Friends, I’m so tired. But it’s so good. This week consisted of a lot of big moments right in a row — receiving an old amiga into the ministry center and talking through options as she comes out of a severely abusive domestic violence situation, inviting over 60 women in the red light district into friendship and accompaniment with us, hosting my first open therapeutic support group, guiding our first closed therapeutic group for our SutiSana women together with my friend and our full-time counselor Vivi, and then yesterday taking two buses full of 60 women and children to a local park to celebrate Bolivia’s National Day of the Child. Perhaps some of the best parts of all these different moments were the glimpses of restoration I got to see — a woman leaving feeling that she had options and the ability to keep herself and her family safe, faces lighting up when receiving a simple bag of goodies with our ministry center and phone number on the front, new amigas articulating what practical steps they can take (like breathing intentionally) when in stressful situations, SutiSana women entering the group space quiet and distrustful and leaving laughing, and watching 19 moms connect with their kids over the joy of play.
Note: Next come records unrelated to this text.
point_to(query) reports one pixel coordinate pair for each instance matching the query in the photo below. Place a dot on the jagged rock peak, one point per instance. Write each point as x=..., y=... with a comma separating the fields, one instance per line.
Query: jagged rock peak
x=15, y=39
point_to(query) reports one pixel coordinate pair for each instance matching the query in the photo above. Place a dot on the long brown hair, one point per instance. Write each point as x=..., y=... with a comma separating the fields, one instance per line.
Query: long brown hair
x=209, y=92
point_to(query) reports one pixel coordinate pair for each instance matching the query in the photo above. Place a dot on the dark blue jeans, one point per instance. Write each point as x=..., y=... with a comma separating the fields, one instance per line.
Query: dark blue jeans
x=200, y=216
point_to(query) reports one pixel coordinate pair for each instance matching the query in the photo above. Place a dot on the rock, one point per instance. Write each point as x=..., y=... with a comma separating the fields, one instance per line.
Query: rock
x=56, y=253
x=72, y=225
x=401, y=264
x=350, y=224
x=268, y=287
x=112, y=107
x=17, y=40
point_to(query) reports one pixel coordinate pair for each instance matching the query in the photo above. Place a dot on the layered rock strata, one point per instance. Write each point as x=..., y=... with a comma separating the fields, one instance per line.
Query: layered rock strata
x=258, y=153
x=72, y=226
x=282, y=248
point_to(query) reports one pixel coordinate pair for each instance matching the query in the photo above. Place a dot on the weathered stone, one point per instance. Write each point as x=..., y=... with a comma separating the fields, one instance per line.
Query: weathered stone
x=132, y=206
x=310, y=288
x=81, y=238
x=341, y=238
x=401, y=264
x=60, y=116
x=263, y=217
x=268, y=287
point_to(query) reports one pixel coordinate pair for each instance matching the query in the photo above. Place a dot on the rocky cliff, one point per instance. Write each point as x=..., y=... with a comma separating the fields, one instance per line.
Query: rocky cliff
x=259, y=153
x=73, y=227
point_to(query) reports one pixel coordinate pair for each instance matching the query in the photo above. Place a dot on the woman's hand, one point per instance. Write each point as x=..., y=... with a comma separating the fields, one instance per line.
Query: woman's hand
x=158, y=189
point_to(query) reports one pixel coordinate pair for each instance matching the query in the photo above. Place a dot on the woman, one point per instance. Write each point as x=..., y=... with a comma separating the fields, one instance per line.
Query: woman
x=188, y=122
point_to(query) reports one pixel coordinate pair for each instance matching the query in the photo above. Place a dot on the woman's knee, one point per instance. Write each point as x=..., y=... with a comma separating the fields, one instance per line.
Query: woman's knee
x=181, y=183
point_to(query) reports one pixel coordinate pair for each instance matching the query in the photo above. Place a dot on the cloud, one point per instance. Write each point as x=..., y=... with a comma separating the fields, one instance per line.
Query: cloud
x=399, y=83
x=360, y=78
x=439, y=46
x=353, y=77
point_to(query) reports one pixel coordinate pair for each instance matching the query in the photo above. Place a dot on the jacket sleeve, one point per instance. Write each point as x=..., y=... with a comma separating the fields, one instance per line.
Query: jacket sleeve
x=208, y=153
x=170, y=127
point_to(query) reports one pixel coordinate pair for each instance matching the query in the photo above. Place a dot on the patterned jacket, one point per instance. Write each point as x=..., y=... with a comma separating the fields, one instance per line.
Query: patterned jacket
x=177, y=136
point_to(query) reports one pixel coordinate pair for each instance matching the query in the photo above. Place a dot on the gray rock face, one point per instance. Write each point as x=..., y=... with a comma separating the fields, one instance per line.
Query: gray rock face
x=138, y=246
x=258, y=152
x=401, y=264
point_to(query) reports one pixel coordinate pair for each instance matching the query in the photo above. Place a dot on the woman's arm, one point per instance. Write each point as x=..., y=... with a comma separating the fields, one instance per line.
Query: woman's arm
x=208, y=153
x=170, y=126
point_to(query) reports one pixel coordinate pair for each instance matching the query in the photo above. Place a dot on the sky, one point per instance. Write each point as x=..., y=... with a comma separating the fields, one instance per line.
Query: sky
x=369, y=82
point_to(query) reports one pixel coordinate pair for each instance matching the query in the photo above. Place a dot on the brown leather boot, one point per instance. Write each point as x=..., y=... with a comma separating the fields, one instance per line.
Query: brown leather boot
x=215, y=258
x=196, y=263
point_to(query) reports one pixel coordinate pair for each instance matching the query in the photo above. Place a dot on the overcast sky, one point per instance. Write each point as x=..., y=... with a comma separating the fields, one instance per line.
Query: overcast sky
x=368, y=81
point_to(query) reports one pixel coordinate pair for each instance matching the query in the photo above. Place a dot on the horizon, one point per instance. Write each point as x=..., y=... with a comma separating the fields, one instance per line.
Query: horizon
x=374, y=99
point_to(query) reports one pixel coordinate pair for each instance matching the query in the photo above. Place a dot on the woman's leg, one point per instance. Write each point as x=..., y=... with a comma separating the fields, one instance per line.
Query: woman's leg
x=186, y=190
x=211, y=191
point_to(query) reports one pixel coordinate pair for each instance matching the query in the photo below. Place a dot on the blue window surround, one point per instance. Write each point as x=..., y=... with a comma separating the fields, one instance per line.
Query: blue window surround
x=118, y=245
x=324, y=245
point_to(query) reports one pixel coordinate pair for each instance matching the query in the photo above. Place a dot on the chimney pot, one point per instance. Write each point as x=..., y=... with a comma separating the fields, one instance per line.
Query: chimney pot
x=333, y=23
Perhaps all too often I can get caught up in the weight of this work, the difficulty of true healing processes, and thus trying to take seriously what we do, which is certainly merited. But what if the most healing, therapeutic thing we can do is to hug our child or draw together or laugh? And as our Director, Andrea Baker, reminded me in a moment that I was putting all too much pressure on myself, if all we accomplish at the end of the day is love one person like Jesus would, that’s enough. It’s enough.
I’ll end with an excerpt from a devotional that I shared with my team just the other day, from the perspective of a good Father:
“Love and laugh. Make your world the happier for your being in it. Love and rejoice on the gray days. There are wilderness days for My Disciples as well as Mountains of Transfiguration, but on both it is duty, persistently, faithfully done, that tells. Be gentle with all. Try to see the heart I see, to know the pain and difficulty of the other life, that I know. Try, before you interview anyone, or speak to anyone, to ask Me to act as interpreter between you two. Just live in the spirit of prayer. In speaking to Me, you find soul-rest. Simple tasks, faithfully done and persisted in, bring their own reward, and are mosaics being laid in the pavement of success. Welcome all who come here. I love you.”